Many large and established companies are good at the process of adding to or building on the things that already exist. They hold on to their past success and just squeeze harder on what they’re already doing. This is “change”. This is not “transformation”. Change fixes the past, while transformation creates the future.
While leaders are becoming increasingly aware of the fact that small companies have the opportunity to overturn incumbents and reshape markets faster and easier than ever before, not all of them are responding. They’re like rabbits caught in headlights – aware of the digital threat concept, but motionless and waiting for the impact. While some are responding, many of these responses consist of simply playing catch up and balancing on their back foot.
Their so-called transformations are change initiatives at best. By the time many come to life, a new innovation has appeared, and so the incumbent attempts to catch up again – all the time losing market share, along with the liquidity required to invest in the resources needed to innovate, digitise and transform.
It’s a slippery slope to a place that no firm wants to go, but unless incumbents invest in innovation, they will always be on the defensive and running change initiatives wrongly labeled as transformational.
Most of the executives I talk to are still very much focused on digital largely as a way to do “more of the same,” just more efficiently, quickly, cost effectively. But I don’t see a lot of evidence of fundamentally stepping back and rethinking, at a basic level, “What business are we really in?”
– John Hagel III at Deloitte
Sleepwalking Into Irrelevance
Leaders of industry disruptors are using digital technology to break into new markets, while leaders of other companies are sitting ducks waiting for their markets to be disrupted.
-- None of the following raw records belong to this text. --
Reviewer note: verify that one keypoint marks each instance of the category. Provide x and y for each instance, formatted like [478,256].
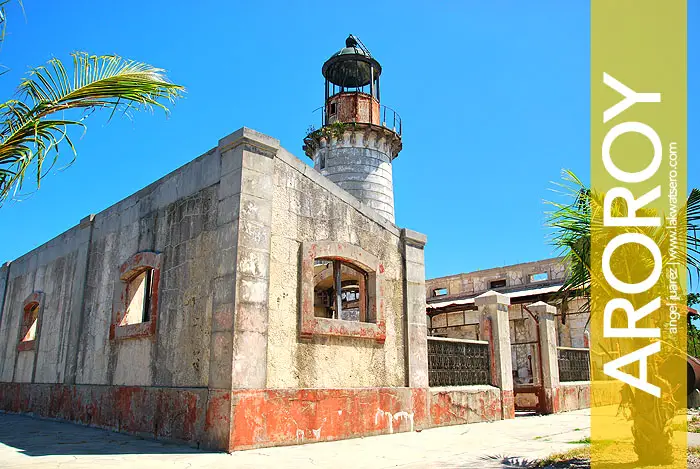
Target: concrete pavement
[27,442]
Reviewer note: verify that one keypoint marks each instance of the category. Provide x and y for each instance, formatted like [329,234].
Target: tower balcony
[360,108]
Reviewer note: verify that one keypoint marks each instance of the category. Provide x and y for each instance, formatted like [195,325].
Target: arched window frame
[36,297]
[136,264]
[359,258]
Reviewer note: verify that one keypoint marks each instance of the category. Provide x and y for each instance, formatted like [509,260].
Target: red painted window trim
[346,252]
[132,267]
[34,297]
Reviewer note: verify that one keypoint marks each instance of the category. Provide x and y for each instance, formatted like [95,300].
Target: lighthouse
[359,137]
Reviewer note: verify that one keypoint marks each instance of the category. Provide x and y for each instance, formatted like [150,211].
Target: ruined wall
[78,274]
[228,227]
[514,275]
[57,269]
[158,385]
[306,208]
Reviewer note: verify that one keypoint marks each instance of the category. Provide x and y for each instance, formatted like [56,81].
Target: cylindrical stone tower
[359,137]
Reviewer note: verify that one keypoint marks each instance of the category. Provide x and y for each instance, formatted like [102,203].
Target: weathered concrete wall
[464,404]
[191,217]
[178,217]
[573,396]
[56,268]
[228,227]
[307,207]
[514,275]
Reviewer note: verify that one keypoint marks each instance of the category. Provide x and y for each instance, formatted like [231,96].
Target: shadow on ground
[40,437]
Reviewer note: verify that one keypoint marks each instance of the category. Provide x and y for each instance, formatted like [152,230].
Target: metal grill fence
[574,364]
[457,362]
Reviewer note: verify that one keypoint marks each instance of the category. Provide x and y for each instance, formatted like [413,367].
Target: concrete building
[248,300]
[453,313]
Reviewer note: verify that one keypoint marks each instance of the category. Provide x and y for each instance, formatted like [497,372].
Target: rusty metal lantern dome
[352,66]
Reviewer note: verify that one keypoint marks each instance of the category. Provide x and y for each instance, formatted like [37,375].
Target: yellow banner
[638,233]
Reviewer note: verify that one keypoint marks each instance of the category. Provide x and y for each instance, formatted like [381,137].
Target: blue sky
[494,98]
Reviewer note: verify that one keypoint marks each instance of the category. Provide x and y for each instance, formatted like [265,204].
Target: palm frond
[574,221]
[29,132]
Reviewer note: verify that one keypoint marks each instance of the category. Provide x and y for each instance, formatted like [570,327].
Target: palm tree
[34,125]
[573,223]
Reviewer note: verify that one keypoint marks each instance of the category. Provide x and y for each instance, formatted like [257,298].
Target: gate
[526,353]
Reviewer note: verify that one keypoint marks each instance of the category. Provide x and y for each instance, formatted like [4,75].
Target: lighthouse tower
[359,137]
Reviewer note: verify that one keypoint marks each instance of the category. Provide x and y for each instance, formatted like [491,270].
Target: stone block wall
[224,353]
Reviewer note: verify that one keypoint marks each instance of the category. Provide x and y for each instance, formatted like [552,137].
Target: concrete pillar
[494,326]
[414,309]
[548,350]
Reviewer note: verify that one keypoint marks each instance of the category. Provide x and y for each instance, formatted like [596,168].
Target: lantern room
[352,85]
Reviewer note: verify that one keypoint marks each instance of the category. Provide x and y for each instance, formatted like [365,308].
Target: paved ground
[26,442]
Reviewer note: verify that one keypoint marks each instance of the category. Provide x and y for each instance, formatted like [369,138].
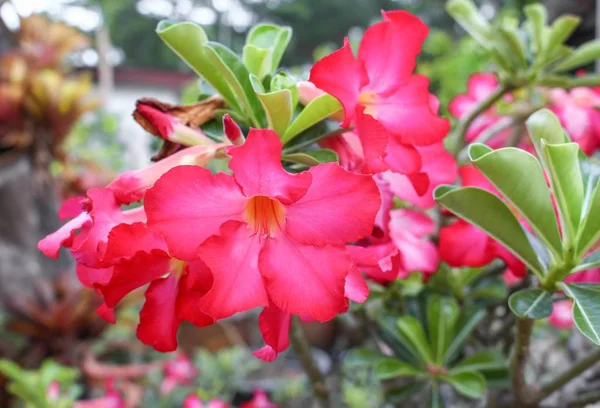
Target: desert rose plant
[348,193]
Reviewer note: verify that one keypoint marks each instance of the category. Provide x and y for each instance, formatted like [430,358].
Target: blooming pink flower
[259,400]
[562,315]
[390,107]
[178,371]
[270,238]
[479,87]
[462,244]
[577,110]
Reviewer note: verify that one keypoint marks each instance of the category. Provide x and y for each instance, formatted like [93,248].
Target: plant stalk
[304,353]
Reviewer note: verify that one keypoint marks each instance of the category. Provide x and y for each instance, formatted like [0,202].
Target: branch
[304,353]
[526,397]
[569,374]
[463,124]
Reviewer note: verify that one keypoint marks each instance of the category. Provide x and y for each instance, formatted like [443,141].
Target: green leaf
[589,231]
[544,125]
[188,41]
[465,326]
[442,315]
[531,303]
[412,329]
[567,184]
[536,23]
[583,55]
[312,157]
[482,361]
[317,110]
[470,384]
[390,368]
[560,31]
[272,40]
[505,168]
[237,76]
[586,308]
[589,262]
[362,357]
[466,14]
[486,211]
[277,105]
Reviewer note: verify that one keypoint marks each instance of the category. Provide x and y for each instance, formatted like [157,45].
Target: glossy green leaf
[560,31]
[589,231]
[391,368]
[466,14]
[567,183]
[237,76]
[505,168]
[273,40]
[589,262]
[467,323]
[486,211]
[317,110]
[442,315]
[583,55]
[412,329]
[363,356]
[312,157]
[482,361]
[586,308]
[531,303]
[188,41]
[536,22]
[277,105]
[471,384]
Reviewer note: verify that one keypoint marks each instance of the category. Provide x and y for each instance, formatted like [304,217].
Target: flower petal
[232,257]
[303,279]
[158,321]
[343,76]
[257,168]
[389,49]
[189,204]
[334,197]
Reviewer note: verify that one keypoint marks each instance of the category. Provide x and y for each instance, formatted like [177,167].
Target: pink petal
[188,205]
[50,245]
[389,49]
[133,273]
[274,325]
[334,197]
[71,208]
[462,244]
[407,114]
[257,168]
[356,287]
[343,76]
[303,279]
[158,321]
[232,257]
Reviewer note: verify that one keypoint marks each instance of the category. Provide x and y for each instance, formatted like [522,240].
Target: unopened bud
[232,130]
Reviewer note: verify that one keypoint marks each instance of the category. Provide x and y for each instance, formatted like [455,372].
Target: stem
[463,124]
[569,374]
[302,349]
[526,397]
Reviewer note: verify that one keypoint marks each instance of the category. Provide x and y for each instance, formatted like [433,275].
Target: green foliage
[32,386]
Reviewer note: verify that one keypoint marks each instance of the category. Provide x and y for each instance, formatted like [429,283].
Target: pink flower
[270,238]
[259,400]
[577,110]
[178,371]
[390,107]
[562,315]
[462,244]
[479,87]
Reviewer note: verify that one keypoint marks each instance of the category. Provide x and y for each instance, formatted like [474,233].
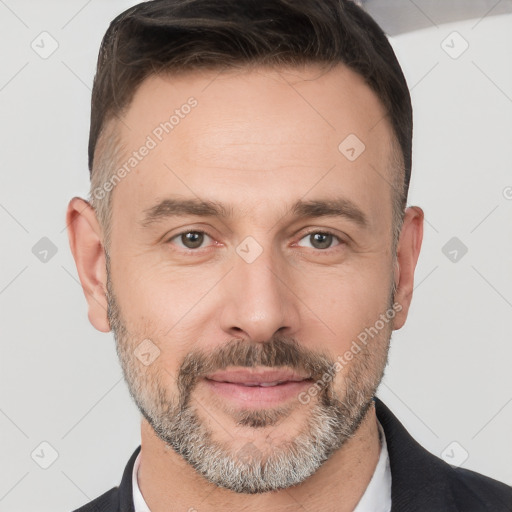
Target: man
[247,241]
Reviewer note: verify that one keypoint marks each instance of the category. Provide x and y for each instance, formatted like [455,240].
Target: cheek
[346,301]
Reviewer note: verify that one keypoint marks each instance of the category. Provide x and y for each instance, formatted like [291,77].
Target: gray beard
[331,422]
[248,470]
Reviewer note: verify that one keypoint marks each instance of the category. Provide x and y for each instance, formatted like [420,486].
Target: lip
[253,388]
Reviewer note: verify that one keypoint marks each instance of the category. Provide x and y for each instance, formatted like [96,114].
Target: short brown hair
[166,36]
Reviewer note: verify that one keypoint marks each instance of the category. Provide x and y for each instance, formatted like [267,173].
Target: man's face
[224,323]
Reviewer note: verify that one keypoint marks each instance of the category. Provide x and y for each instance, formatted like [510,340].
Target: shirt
[376,497]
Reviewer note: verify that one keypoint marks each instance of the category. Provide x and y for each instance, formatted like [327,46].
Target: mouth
[257,388]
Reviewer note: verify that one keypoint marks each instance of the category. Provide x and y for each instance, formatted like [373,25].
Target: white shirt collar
[376,498]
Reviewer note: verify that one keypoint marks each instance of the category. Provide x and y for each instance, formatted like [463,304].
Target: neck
[167,482]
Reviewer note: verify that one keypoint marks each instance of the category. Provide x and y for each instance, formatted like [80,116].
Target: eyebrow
[174,207]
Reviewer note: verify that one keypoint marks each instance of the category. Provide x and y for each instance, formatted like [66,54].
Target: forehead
[250,135]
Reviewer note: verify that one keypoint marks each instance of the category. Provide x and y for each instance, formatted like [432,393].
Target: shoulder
[471,489]
[107,502]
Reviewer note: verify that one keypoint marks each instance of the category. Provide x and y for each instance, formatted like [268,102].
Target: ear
[408,251]
[86,242]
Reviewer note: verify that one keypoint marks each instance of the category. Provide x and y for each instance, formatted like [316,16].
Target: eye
[321,239]
[189,239]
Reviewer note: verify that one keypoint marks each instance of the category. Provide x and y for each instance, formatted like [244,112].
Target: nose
[258,299]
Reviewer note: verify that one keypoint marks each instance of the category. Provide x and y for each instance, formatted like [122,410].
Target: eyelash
[201,250]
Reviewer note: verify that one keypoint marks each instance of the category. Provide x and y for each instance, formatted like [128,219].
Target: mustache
[278,352]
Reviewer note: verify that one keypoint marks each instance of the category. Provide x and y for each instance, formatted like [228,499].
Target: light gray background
[449,377]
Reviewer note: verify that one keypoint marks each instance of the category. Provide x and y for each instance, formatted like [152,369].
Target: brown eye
[189,239]
[321,240]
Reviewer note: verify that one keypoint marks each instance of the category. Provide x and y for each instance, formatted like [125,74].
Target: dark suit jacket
[420,482]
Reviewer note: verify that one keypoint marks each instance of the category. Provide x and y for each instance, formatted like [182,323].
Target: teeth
[269,384]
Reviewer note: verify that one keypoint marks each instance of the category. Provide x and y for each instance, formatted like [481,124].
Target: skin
[258,141]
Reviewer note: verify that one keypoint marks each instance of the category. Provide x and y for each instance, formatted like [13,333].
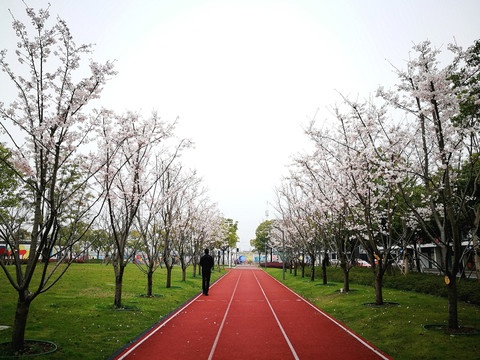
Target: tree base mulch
[150,296]
[345,292]
[30,348]
[113,308]
[386,303]
[462,330]
[327,284]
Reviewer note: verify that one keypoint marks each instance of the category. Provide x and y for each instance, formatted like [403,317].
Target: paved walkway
[250,315]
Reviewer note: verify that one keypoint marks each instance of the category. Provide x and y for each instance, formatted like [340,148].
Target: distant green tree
[262,237]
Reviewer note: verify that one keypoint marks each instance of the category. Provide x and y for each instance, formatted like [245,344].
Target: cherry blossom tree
[130,145]
[444,137]
[46,128]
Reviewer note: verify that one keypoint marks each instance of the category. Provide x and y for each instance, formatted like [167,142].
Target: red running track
[250,315]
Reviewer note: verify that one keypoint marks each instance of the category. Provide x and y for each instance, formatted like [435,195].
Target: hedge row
[468,289]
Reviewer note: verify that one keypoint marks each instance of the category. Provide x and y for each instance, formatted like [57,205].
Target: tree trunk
[149,282]
[378,286]
[324,269]
[20,323]
[118,285]
[452,303]
[346,273]
[312,265]
[476,244]
[169,276]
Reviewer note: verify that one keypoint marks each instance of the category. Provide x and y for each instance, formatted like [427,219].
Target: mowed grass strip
[77,313]
[397,329]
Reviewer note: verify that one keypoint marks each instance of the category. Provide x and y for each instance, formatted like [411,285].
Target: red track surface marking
[250,315]
[278,321]
[223,321]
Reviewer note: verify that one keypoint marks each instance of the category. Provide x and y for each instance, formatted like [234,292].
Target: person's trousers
[205,281]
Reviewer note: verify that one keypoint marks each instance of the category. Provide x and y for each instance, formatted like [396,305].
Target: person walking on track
[206,262]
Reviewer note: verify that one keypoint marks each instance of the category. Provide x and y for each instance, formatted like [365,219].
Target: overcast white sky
[245,76]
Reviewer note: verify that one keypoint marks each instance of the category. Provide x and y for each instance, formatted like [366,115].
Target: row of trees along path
[75,176]
[390,172]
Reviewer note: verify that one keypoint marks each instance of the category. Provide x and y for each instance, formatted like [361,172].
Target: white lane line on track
[278,321]
[223,321]
[348,331]
[164,323]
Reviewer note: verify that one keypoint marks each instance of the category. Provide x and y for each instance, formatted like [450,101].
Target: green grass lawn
[76,314]
[396,330]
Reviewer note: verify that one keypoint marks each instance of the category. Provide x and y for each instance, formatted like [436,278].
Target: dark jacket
[206,262]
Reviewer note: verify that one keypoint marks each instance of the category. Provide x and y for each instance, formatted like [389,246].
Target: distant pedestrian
[206,262]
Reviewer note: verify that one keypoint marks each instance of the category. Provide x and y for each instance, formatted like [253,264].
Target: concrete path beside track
[250,315]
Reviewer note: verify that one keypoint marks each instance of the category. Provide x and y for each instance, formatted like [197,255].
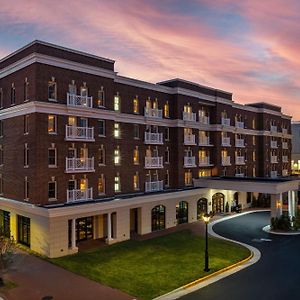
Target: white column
[73,233]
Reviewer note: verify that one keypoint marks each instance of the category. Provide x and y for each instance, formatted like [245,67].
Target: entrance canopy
[259,185]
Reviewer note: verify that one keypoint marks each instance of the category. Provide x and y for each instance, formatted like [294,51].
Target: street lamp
[206,217]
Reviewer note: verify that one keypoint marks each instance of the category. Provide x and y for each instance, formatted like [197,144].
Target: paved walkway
[37,279]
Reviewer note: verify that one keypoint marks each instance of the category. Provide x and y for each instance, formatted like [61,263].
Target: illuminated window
[136,158]
[136,181]
[117,157]
[136,105]
[101,97]
[51,124]
[52,90]
[166,110]
[101,185]
[117,130]
[117,184]
[117,103]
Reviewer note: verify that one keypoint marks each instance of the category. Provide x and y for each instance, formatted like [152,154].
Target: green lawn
[147,269]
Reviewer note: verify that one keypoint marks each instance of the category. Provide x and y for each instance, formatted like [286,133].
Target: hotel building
[88,154]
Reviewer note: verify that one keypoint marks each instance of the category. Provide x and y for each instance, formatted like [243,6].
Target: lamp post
[206,217]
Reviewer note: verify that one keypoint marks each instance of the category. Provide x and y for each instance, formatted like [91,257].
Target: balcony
[273,128]
[189,161]
[239,124]
[225,121]
[204,161]
[204,120]
[153,138]
[226,141]
[189,116]
[285,159]
[273,174]
[79,195]
[226,161]
[153,162]
[274,145]
[154,113]
[79,101]
[74,133]
[78,165]
[274,159]
[189,139]
[204,141]
[240,160]
[154,186]
[240,143]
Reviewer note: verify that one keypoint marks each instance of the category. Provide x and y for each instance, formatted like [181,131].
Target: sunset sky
[249,47]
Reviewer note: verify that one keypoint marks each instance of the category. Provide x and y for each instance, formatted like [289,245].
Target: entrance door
[84,229]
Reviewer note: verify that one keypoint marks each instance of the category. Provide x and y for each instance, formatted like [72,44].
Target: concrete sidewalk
[37,279]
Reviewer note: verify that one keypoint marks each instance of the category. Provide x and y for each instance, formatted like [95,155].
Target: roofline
[57,47]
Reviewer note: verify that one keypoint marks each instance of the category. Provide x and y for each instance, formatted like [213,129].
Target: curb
[220,274]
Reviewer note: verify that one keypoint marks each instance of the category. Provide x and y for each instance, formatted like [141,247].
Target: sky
[250,48]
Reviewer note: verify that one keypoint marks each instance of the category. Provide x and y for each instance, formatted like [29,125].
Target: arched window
[158,218]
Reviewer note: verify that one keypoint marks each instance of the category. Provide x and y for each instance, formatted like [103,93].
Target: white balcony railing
[153,162]
[154,186]
[239,142]
[225,121]
[239,124]
[204,161]
[240,160]
[189,139]
[189,116]
[204,141]
[273,128]
[79,195]
[153,138]
[285,159]
[273,174]
[204,120]
[77,165]
[75,133]
[274,145]
[81,101]
[226,161]
[153,113]
[274,159]
[189,161]
[225,141]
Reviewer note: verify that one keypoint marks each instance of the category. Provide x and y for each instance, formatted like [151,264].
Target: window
[26,88]
[26,124]
[26,155]
[101,155]
[13,94]
[52,90]
[136,181]
[101,185]
[136,131]
[101,127]
[117,103]
[136,105]
[117,184]
[101,97]
[26,189]
[117,157]
[166,110]
[117,130]
[51,124]
[52,190]
[136,158]
[52,157]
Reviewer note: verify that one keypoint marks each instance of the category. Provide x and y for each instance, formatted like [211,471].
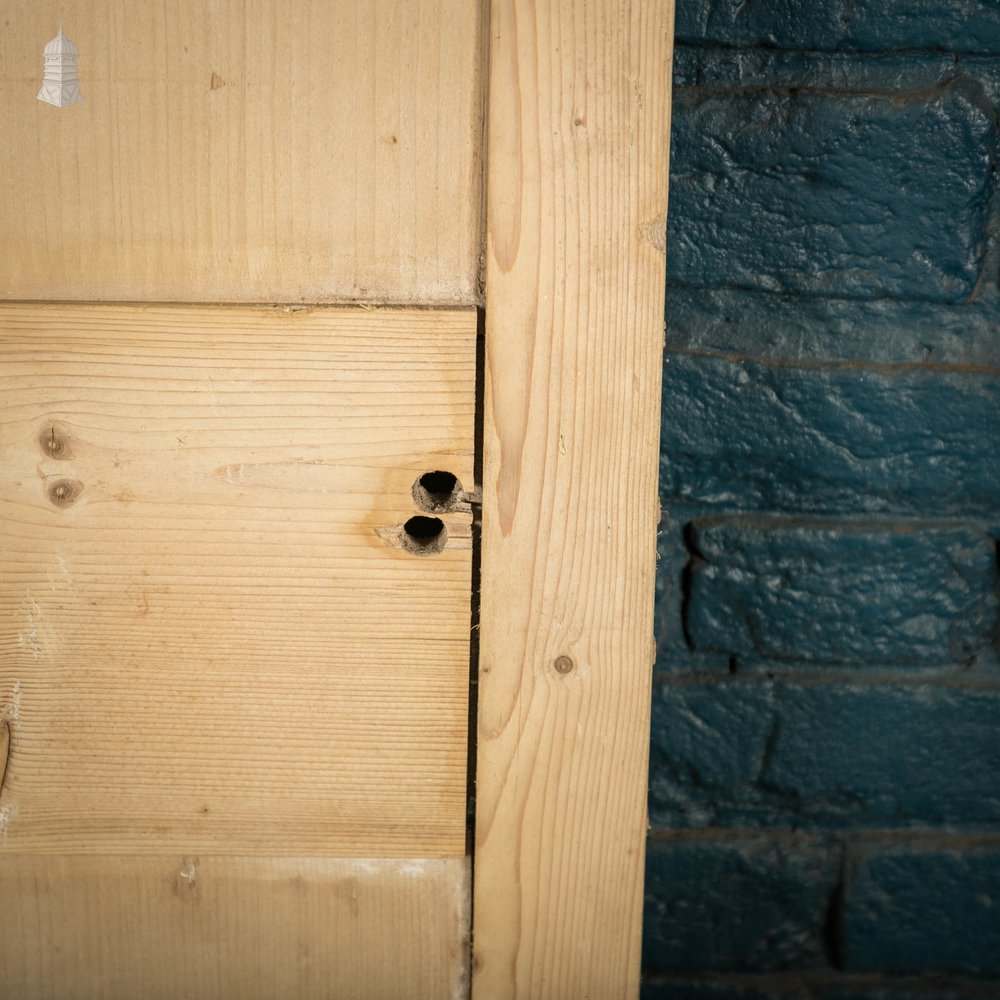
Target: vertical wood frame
[577,153]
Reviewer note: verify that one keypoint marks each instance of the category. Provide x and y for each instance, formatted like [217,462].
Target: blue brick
[893,73]
[830,195]
[745,904]
[963,25]
[913,910]
[756,754]
[661,988]
[793,328]
[838,592]
[968,990]
[838,439]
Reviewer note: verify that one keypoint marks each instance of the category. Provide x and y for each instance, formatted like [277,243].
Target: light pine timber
[207,928]
[576,195]
[244,150]
[211,639]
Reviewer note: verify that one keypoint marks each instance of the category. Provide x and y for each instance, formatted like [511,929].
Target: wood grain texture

When that happens, customer expectations will have been raised by disruptors and because incumbents can’t meet those expectations with their old business models, customers defect and profits are pulled from under their noses. The disruptors are incredibly dangerous to incumbents because they quickly grow enormous user bases and are agile enough to leverage those users into business models that threaten incumbents in multiple markets.
Senior VP and Global Practice Leader for Digital Transformation at Capgemini consulting – Didier Bonnet, sent me an excellent line, which reads …
Companies that are still hostile to digital technologies today will, I believe, sleepwalk into irrelevance.
This really does encapsulate what will happen to so many firms, if their leaders don’t wake up and respond appropriately. But despite the threat of disruption, it’s often not seen worthy of board-level attention.
Executives who want to avoid sleepwalking into irrelevance need to act with a sense of urgency, to establish what differentiating capabilities or new value they will create through the innovative use digital technologies and new business models.
The fall of Eastman Kodak is a reminder to all companies that they should not become complacent and ignore the threats and opportunities that the digital economy present. Kodak was once one of the world’s leading brands, but it was forced to file for Chapter 11 bankruptcy protection in January 2012.
Innovate, Digitise, and Transform
Many firms are highly focused on digitising and changing, as opposed to innovating, digitising and transforming. They love the concept of digitisation but fail to invest in innovation; which subsequently means they only create a better version of the past (change) and fail to transform.
What is truly innovative and disruptive that your firm is working towards? Is it really set to disrupt the market? Or are you simply on the defensive (back foot)?